Jonah Moyo and Devera Ngwena –this last meaning ‘follow the crocodile’ in the Xitsonga language native to southeast Africa– are a Zimbabwean rhumba act that blends native mbira rhythms with a modern, Chimurenga-style social sensibility.
This track from 1987 has catchy, birdsong guitars taking the mbira (thumb piano) part and a sort of droned vocal harmony that at once invigorates the lower-half of the body while soothing the upper half.
Featuring the deft, trilling guitars of Daniel Owino Misiani –known in Kenya & Tanzania as the ‘father of history’ and and ‘grandfather of benga‘– this track is a certain mood-lifter. Not surprisingly, this sounds as much like Mbaraka Mwinshehe: another Tanzanian guitar giant in the muziki wa dansi tradition.

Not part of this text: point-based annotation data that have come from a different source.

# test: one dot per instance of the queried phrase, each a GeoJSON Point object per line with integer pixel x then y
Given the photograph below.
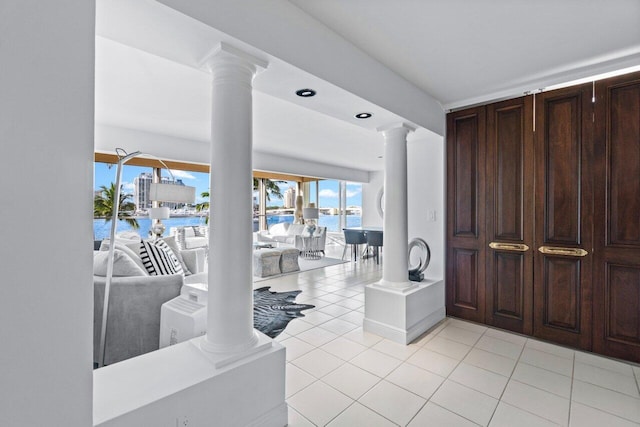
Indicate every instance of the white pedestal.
{"type": "Point", "coordinates": [403, 315]}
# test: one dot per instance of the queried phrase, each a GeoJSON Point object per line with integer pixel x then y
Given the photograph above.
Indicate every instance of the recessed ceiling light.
{"type": "Point", "coordinates": [305, 93]}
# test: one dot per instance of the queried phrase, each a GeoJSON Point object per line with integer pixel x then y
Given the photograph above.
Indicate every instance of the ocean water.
{"type": "Point", "coordinates": [101, 228]}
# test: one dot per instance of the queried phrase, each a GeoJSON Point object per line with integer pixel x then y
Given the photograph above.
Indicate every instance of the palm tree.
{"type": "Point", "coordinates": [271, 187]}
{"type": "Point", "coordinates": [103, 206]}
{"type": "Point", "coordinates": [203, 206]}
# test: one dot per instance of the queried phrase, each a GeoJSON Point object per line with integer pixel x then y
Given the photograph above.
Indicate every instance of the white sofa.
{"type": "Point", "coordinates": [285, 233]}
{"type": "Point", "coordinates": [191, 237]}
{"type": "Point", "coordinates": [135, 297]}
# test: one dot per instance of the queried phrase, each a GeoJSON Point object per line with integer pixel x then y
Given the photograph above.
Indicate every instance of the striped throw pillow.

Something lovely just came down the wire! A first appearance for the African Brothers International Band on these pages, which seems a shameful omission. Coalescing in 1963 around Nana Kwame Ampadu, in all its incarnations the African Brothers Band was known for its politically instructive lyrics, catchy guitar rhythms and performing only original music.

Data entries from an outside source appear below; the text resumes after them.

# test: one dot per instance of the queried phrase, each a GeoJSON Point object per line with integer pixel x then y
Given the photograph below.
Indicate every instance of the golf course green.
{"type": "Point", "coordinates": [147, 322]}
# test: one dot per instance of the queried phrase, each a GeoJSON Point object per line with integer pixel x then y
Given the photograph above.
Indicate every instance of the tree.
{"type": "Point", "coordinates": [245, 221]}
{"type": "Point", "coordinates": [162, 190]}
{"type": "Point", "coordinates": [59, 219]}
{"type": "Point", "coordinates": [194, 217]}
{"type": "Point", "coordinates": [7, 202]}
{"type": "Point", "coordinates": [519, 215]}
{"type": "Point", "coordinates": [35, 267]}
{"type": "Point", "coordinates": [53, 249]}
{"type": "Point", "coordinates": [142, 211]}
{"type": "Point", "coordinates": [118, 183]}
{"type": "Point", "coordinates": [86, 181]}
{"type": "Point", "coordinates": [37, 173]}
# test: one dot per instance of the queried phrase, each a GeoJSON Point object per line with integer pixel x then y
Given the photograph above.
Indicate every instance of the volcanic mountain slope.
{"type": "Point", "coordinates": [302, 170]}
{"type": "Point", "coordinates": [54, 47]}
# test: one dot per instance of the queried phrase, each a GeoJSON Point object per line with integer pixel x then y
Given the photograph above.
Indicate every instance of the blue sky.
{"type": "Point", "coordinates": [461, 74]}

The rhythm track is deft –built on native percussion and intertwining guitars– and will summon a shake to all but the most moribund of hips.
Me Nnye Osansani translates as ‘I’m not a drifter/bum.”
Oh, how I love this song. Kenyan-born actor & musician Ayub Ogada coaxes a cheerful rhythm from his Luo nyatiti (the traditional eight-string lyre of the Luo people of western Kenya), counter-pointed with a playfully-made flute melody. Sets a quick pace for walking, toes tapping, or a hip shaking: whatever’s free.
The voice of lightness! Such a chill groove!